Тем не менее рядом с ней я чувствовал себя в безопасности; когда я видел, что она не заметила приближающийся крутой поворот или не обратила внимания на разделительную линию и продолжала, несмотря на оживленное движение, ехать по встречке, мне достаточно было тихо заметить, какая гладкая, или влажная, или прямая, или извилистая здесь дорога, чтобы она скорректировала свои действия; признаться, это была не совсем обычная безопасность, потому что естественное для человека желание выжить искало зацепок не в правилах движения, а в каких-то более глубоких сферах; прежде всего я должен был мысленно распрощаться с жизнью, сказать себе, Боже мой, ну умру и умру, а дальше уже спокойно наблюдать за ее комическим стилем вождения, который говорил о том, что она слишком сильно верит в жизнь в целом, чтобы обращать внимание на какие-то мелкие требования безопасности; она занята другим делом и не может умереть так нелепо и глупо, и, не вмешивая в наши дела богов или провидение, просто своими движениями она объясняла мне, что нельзя умереть из-за невнимательности, смерть наступает из-за другого даже в тех случаях, когда кажется, что непосредственной причиной ее стала неосторожность, нет, это только в газетах так пишут, никакая внимательность и осторожность нам не помогут, нет такой осторожности, которая может предотвратить катастрофу, случайно мы можем порезать палец ножом, наступить на разбитое стекло, на ракушку, на гвоздь, но умираем мы совсем не случайно, с чем, имея в виду конечный вывод относительно жизни в целом, я был совершенно согласен, хотя при этом, вытянув ноги, плотно вдавливал спину в сиденье, что было довольно забавным трюком, иллюстрирующим нашу готовность и вместе с тем неготовность отказаться от жизни, забавным настолько, что я даже находил в нем некоторое удовольствие.
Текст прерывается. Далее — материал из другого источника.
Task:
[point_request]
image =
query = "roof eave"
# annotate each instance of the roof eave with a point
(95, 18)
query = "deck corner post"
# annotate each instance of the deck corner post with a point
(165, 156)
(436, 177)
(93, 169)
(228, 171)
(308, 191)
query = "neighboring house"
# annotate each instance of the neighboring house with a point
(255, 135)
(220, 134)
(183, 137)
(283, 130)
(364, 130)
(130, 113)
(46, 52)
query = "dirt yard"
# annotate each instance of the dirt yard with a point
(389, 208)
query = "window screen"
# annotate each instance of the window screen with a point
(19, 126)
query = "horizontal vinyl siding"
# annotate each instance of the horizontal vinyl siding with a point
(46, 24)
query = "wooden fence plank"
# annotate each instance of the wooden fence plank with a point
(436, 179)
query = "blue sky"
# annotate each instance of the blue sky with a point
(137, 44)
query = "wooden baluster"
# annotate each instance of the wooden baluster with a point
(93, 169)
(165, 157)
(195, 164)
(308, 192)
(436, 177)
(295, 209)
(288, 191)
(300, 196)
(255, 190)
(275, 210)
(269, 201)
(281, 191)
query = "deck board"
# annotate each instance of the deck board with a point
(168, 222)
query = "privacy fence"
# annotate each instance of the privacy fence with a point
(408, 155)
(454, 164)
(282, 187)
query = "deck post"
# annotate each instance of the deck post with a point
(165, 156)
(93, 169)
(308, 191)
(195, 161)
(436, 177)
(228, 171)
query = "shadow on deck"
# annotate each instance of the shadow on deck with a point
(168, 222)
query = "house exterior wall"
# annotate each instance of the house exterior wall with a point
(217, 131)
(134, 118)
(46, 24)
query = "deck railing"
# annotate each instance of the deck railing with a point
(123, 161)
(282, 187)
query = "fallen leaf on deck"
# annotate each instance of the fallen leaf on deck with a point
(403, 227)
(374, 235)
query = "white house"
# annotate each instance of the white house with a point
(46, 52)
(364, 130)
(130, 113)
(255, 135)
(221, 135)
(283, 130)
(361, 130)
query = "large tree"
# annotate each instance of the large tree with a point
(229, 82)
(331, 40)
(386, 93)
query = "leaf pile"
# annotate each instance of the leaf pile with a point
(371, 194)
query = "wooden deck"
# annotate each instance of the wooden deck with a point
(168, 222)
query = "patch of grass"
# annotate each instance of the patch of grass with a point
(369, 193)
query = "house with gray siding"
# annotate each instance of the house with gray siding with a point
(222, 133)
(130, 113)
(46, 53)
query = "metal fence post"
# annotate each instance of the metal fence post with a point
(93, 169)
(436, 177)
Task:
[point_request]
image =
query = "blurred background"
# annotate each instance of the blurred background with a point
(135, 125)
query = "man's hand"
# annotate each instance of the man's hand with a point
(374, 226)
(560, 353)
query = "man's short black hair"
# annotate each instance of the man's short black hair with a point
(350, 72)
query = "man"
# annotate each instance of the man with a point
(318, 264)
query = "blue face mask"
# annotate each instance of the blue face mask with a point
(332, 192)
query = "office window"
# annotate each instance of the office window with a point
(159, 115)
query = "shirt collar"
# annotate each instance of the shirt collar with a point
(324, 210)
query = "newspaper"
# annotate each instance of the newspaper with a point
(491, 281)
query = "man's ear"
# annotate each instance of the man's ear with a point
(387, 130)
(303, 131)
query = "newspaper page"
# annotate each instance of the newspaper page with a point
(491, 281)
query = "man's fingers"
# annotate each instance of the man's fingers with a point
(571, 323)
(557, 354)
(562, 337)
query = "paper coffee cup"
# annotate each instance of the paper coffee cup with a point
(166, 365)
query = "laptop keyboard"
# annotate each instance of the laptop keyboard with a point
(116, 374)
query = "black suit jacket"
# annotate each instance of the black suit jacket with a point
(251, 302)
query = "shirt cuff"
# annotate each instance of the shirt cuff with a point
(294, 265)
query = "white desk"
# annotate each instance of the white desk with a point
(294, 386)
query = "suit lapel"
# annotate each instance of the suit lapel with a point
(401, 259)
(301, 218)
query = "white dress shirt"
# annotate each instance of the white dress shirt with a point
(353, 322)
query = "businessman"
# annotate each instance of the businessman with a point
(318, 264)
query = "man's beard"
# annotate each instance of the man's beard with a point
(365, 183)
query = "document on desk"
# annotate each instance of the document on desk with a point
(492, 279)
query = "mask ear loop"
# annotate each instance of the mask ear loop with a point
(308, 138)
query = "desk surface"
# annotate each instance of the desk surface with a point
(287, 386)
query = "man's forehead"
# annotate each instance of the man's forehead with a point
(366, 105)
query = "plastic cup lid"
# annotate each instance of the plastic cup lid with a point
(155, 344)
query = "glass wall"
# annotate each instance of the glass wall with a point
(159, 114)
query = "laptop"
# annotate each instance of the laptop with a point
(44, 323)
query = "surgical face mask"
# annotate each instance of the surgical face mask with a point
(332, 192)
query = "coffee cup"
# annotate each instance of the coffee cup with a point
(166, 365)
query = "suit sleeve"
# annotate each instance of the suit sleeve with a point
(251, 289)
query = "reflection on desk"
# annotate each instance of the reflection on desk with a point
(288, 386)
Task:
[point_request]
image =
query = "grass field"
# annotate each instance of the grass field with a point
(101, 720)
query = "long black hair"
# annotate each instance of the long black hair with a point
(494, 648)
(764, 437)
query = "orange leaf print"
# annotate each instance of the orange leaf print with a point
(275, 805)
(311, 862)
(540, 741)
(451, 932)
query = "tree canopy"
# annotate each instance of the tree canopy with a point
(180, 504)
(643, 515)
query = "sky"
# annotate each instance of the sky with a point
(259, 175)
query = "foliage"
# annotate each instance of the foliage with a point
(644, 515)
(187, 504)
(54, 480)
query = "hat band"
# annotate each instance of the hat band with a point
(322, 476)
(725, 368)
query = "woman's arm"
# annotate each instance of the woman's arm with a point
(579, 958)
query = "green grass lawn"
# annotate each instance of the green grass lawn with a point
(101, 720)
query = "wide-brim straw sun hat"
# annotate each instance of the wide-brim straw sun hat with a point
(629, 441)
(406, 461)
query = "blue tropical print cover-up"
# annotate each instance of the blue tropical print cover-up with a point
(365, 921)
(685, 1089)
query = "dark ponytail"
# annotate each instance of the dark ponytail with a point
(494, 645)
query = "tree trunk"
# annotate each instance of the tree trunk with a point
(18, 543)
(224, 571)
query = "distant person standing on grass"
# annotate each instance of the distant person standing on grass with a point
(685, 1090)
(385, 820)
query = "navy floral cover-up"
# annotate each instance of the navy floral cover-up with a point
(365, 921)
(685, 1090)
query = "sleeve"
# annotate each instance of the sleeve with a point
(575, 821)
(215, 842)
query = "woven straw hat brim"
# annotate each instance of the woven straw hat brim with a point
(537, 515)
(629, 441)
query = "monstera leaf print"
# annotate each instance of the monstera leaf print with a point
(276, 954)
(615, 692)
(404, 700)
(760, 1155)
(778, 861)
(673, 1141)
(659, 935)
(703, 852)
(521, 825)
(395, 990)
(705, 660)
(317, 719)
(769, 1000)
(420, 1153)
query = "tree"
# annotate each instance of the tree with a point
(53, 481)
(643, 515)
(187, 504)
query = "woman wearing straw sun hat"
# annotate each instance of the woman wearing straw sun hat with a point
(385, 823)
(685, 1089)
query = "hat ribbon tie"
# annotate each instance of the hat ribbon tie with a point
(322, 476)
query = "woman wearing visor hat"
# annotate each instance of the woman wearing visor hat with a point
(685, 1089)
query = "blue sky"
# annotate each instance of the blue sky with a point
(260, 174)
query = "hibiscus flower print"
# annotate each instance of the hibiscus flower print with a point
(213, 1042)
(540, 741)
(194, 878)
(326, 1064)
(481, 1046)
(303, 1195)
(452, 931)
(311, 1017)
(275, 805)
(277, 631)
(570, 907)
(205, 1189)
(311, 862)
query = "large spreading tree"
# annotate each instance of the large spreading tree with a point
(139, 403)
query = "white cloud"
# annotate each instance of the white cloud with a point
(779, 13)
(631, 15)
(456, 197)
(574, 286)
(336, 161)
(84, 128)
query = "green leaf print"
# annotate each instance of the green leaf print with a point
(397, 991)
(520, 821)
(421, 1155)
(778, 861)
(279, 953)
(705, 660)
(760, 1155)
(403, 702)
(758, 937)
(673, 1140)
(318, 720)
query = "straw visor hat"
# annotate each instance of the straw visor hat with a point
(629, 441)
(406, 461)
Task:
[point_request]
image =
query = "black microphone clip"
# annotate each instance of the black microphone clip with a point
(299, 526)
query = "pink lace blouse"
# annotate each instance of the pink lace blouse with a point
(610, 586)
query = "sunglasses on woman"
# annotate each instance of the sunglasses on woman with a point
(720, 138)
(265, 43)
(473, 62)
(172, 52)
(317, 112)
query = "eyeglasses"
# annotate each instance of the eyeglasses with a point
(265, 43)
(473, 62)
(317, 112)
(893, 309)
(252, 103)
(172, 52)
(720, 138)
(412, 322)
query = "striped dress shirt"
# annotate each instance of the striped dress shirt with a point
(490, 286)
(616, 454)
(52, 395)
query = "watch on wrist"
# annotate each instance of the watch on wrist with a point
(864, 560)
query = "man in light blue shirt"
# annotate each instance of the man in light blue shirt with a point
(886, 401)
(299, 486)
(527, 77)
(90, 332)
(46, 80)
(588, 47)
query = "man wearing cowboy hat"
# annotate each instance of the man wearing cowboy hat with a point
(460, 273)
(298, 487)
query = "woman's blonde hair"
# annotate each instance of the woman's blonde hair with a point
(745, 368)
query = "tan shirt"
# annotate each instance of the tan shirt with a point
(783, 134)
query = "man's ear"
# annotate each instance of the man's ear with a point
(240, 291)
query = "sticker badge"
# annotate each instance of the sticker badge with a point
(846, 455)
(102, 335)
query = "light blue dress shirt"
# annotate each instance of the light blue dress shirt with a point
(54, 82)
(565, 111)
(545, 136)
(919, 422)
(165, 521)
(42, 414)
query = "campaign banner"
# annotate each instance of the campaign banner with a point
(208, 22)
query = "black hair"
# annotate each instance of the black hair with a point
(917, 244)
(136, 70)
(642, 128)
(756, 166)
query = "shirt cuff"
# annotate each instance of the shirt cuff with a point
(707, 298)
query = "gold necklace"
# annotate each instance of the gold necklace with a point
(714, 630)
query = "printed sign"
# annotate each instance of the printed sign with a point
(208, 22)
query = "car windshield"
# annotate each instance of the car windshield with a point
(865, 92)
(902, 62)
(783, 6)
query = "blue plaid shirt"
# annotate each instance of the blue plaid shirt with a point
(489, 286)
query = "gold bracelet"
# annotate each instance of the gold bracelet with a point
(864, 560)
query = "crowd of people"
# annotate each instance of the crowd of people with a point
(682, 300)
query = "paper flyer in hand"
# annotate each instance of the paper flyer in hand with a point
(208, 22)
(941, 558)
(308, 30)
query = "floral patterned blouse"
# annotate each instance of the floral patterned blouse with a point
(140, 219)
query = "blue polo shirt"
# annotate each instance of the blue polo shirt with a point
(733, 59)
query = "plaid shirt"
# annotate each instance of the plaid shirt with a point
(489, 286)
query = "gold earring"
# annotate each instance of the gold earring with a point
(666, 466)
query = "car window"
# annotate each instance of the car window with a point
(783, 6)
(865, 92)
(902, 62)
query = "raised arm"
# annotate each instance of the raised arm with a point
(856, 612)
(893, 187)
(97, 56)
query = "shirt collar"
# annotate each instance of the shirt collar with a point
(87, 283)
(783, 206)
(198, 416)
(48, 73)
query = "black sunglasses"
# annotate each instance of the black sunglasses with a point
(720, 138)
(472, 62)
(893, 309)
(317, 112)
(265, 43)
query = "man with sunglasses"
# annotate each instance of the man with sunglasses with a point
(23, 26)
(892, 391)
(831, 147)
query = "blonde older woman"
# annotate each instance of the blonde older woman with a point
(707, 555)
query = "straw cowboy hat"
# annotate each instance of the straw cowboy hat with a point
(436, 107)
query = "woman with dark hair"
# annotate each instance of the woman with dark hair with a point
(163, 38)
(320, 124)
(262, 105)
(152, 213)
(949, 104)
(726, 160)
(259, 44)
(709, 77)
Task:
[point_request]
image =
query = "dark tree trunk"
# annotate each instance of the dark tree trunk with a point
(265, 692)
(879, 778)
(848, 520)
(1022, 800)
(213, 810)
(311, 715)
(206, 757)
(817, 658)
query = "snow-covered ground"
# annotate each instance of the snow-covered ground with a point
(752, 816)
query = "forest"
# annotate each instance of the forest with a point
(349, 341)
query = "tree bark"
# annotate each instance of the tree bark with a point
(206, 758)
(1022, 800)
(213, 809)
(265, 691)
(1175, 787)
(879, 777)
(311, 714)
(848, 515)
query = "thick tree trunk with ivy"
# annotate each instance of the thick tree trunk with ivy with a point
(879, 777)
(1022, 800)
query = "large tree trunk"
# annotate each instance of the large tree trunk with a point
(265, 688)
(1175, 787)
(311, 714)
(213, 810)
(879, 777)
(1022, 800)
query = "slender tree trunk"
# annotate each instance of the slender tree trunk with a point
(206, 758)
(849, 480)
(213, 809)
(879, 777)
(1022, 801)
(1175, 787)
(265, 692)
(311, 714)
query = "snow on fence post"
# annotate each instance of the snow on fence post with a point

Урча мотором, трясясь и подпрыгивая на ухабах, машина летела за город.
Если б позднее, накануне своего окончательного отъезда из Берлина, я не уничтожил все свои записи о репетициях, то мог бы сейчас чуть ли не день за днем проследить изменения, которые, по моим наблюдениям, происходили в Тее; со временем она становилась все менее разговорчивой, вела себя тихо, с достоинством, и обычно мы ехали с ней в машине молча.
А в том, что я уничтожил свои записки, сжег их в белой изразцовой печи Мельхиора, немалую роль сыграла и фрау Кюнерт, которая, видя, как углубляются мои отношения с Теей, как-то накинулась на меня и с кипящим от плохо скрываемой ревности гневом и в то же время с коварной искренностью человека, покорившегося судьбе, заявила, что то, что мне представляется своеобразным и захватывающим изменением в Тее, это чистая ерунда, у нее эти изменения уже в печенках, они ее просто допекли, и что я, к счастью, просто не замечаю, что на самом деле для Теи я просто средство, рабочий инструмент, который она, использовав, выбросит; к счастью, повторила она, потому что я по крайней мере снимаю часть бремени с ее плеч, фактически я теперь временно замещаю ее; она знает Тею уже двадцать лет, можно сказать, живет с ней, и поэтому могла бы мне рассказать, как по расписанию, с точностью вплоть до дня, до часа, минуты, что Тея будет делать дальше, и если она сейчас откровенничает со мной, то только по той причине, что видит, насколько Тея в последнее время ко мне привязалась.